Benny smiled. "That's American law, not Scots," he said.

She blushed. She was so out of her depth. "Sorry."

"Don't be."

"They'll think I'm a fucking idiot if I come out with something like that, won't they?"

"Naw. They'll think you're a well-disguised pensioner. People used to plead the Fifth all the time during Jimmy Cagney's heyday."

"Will they convict me of attacking him?"

"No," said Benny slowly. "Listen, this is a case against him. If they were going to bring a case against you for drugging him that would be a separate case."

"Can they suggest things like this when I haven't had a case against me?"

"All the prosecution need to do is prove it enough to raise a reasonable doubt in the jury's mind about his guilt. Did you give him the drugs?"

She looked at him skeptically. "Yeah, Gardner, I really trust you now."

He rasped his hand over his head. "I think they'll lead evidence that you got it off Liam."

Maureen's eyes filled up. "I think that too," she said, swallowing hard. "And I have to answer the questions or I'll go to jail."

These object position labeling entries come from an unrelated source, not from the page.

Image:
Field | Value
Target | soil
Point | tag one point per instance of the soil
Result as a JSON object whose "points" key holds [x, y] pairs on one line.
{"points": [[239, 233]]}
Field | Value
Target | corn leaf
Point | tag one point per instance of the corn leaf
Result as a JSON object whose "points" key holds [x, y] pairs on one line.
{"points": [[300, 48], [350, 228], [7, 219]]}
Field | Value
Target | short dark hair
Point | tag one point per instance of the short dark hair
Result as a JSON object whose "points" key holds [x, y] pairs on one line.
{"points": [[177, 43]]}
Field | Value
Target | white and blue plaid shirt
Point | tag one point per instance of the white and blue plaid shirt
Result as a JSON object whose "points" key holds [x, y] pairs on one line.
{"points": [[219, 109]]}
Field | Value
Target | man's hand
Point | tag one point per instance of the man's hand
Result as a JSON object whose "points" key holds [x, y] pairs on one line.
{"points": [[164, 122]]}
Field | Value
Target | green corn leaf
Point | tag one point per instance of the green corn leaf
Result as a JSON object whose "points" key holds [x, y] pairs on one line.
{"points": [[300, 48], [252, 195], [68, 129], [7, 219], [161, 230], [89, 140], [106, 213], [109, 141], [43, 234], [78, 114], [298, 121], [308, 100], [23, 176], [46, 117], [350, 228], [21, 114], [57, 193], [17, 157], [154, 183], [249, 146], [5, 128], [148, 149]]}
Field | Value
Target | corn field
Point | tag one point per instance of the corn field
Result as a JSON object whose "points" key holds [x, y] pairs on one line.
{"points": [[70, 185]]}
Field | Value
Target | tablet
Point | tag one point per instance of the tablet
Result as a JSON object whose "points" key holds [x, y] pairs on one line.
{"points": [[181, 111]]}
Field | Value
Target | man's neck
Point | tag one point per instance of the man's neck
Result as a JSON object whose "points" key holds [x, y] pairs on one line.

"To consider your position."

"To consider my position." She looked up at him, their faces two inches apart, as if they were going to kiss. She could smell his breath – tea and chocolate with a hint of smoke. Slowly they pulled away from each other.

"Don't tell anyone I told you that," he said.

"I don't remember anyone telling me that. How's Winnie doing?" she asked softly.

"She's in and out, to be honest."

"Drinking?"

"Sometimes. I think she'll make it, though. Eventually. She keeps coming back. She says she's going to be a granny."

"She is a granny," said Maureen.

"Right?" said Benny. He didn't know what questions to ask. "Urn," he said, "is it a heavy one?"

"It's a girl," she said, saving him the bother of working it out. "Una's healthy and so's she."

"Thanks. I'll pretend I don't know when I meet Winnie."

Maureen smiled at her cup, pleased in some way that Winnie was still drinking sometimes. If she met her mother again, at least she'd recognize her.